The Mehmed Paša Sokolović Bridge (Bosnian, Croatian, and Serbian: Most Mehmed-paše Sokolovića Cyrillic: Мост Мехмед Паше Соколовића Turkish: Sokullu Mehmet Paşa Köprüsü) is a bridge in Višegrad, over the Drina River in eastern Republika Srpska entity of Bosnia and Herzegovina. It was completed in 1577 AD by the Ottoman court architect Mimar Sinan on the order of the Grand Vizier Mehmed Paša Sokolović. UNESCO included the facility in its 2007 World Heritage List.
It is characteristic of the apogee of Ottoman monumental architecture and civil engineering. It numbers 11 masonry arches, with spans of 11 to 15 metres, and an access ramp at right angles with four arches on the left bank of the river. The 179.5 meter long bridge is a representative masterpiece of Mimar Koca Sinan, one of the greatest architects and engineers of the classical Ottoman period and a contemporary of the Italian Renaissance, with which his work can be compared.

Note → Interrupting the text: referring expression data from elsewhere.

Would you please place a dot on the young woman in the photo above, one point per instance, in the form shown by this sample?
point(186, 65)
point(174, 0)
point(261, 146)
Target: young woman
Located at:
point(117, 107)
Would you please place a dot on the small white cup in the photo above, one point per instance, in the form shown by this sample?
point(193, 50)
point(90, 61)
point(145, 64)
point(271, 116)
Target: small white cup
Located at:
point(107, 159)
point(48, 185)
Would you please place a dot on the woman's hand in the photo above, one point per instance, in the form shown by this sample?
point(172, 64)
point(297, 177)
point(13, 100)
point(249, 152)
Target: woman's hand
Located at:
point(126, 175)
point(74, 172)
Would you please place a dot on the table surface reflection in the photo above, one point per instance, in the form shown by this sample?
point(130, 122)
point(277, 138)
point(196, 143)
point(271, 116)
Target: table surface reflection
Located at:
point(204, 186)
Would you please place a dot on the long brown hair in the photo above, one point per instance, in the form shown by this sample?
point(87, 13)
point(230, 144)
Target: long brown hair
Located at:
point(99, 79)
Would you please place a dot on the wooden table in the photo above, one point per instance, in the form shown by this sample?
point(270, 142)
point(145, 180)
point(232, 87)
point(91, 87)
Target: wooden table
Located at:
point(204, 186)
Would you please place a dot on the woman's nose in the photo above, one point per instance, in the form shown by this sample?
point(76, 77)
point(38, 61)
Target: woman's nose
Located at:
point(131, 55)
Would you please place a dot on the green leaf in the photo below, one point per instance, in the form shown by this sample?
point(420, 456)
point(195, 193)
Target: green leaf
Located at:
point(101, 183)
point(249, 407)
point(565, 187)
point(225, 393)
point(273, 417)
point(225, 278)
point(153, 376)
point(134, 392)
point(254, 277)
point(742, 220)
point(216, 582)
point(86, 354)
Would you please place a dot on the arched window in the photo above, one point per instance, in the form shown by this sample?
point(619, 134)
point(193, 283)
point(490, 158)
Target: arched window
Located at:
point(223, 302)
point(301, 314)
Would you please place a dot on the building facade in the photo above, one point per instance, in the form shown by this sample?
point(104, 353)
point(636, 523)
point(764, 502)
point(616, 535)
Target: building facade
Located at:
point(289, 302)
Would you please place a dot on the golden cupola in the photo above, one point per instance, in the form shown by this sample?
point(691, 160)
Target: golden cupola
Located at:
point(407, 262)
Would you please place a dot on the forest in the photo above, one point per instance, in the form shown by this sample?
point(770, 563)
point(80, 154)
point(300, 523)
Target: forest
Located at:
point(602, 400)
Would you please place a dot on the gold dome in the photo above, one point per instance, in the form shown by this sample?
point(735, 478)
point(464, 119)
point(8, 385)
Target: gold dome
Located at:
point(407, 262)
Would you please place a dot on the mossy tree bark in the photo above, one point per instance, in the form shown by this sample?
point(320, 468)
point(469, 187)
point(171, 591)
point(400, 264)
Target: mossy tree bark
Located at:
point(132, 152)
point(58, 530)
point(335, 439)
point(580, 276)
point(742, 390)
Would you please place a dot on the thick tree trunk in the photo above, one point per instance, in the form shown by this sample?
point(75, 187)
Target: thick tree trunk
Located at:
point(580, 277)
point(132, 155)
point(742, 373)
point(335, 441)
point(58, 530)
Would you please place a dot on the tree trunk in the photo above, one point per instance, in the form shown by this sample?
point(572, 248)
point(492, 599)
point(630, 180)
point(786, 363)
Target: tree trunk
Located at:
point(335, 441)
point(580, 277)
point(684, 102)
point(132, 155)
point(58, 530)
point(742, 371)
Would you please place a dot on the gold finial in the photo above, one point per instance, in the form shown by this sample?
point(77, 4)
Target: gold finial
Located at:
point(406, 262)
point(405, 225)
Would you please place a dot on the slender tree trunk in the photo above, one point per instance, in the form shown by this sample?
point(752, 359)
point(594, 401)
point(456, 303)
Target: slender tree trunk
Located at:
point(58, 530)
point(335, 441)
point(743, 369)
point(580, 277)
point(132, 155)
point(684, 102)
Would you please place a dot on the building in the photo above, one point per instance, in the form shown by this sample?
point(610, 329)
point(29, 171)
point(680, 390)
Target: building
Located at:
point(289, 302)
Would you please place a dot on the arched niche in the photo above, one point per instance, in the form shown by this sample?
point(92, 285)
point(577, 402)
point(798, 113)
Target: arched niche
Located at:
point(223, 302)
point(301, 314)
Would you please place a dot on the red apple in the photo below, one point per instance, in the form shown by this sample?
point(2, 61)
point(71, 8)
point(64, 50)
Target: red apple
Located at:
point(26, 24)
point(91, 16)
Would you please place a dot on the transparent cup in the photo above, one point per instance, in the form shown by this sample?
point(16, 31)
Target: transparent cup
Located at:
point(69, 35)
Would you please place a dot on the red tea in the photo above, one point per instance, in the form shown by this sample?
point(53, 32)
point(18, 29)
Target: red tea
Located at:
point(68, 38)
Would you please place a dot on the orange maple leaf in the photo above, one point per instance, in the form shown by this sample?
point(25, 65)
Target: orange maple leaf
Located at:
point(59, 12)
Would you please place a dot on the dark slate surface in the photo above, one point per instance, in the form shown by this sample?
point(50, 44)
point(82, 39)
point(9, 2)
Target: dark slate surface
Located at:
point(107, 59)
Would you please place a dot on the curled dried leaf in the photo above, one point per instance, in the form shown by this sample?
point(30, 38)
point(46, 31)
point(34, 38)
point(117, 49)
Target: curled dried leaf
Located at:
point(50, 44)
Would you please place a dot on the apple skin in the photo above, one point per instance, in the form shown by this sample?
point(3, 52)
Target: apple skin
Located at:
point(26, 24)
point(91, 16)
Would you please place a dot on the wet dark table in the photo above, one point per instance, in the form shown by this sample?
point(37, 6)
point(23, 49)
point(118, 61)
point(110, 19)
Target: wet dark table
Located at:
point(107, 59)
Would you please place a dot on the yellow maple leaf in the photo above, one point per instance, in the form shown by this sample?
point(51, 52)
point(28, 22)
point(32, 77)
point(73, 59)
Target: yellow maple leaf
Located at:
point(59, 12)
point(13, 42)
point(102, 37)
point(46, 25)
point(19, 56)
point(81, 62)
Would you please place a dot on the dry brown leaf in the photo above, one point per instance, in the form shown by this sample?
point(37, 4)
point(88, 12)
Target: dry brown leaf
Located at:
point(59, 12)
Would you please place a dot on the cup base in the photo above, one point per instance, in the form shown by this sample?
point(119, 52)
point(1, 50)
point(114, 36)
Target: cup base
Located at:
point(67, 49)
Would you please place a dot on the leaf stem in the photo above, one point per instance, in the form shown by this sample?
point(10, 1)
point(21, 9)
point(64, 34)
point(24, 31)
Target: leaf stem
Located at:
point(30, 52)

The unique elegance of proportion and monumental nobility of the property as a whole bear witness to the greatness of this style of architecture.
The Turkish International Co-operation and Development Agency (TIKA) provided 3.5 million euros for the reconstruction of the Mehmed Paša Sokolović Bridge. Representatives of TIKA, the BiH Commission for Co-operation with UNESCO, the RS Cultural Ministry and the Višegrad municipality signed an agreement to rebuild the bridge on April 19, 2010.
Three of its 11 arches were destroyed during World War I and five were damaged during World War II but were subsequently restored.
During the war in Bosnia and Herzegovina the bridge was a place of a brutal killings of a large number of Bosniak civilians by Serb forces during the Višegrad massacre in 1992.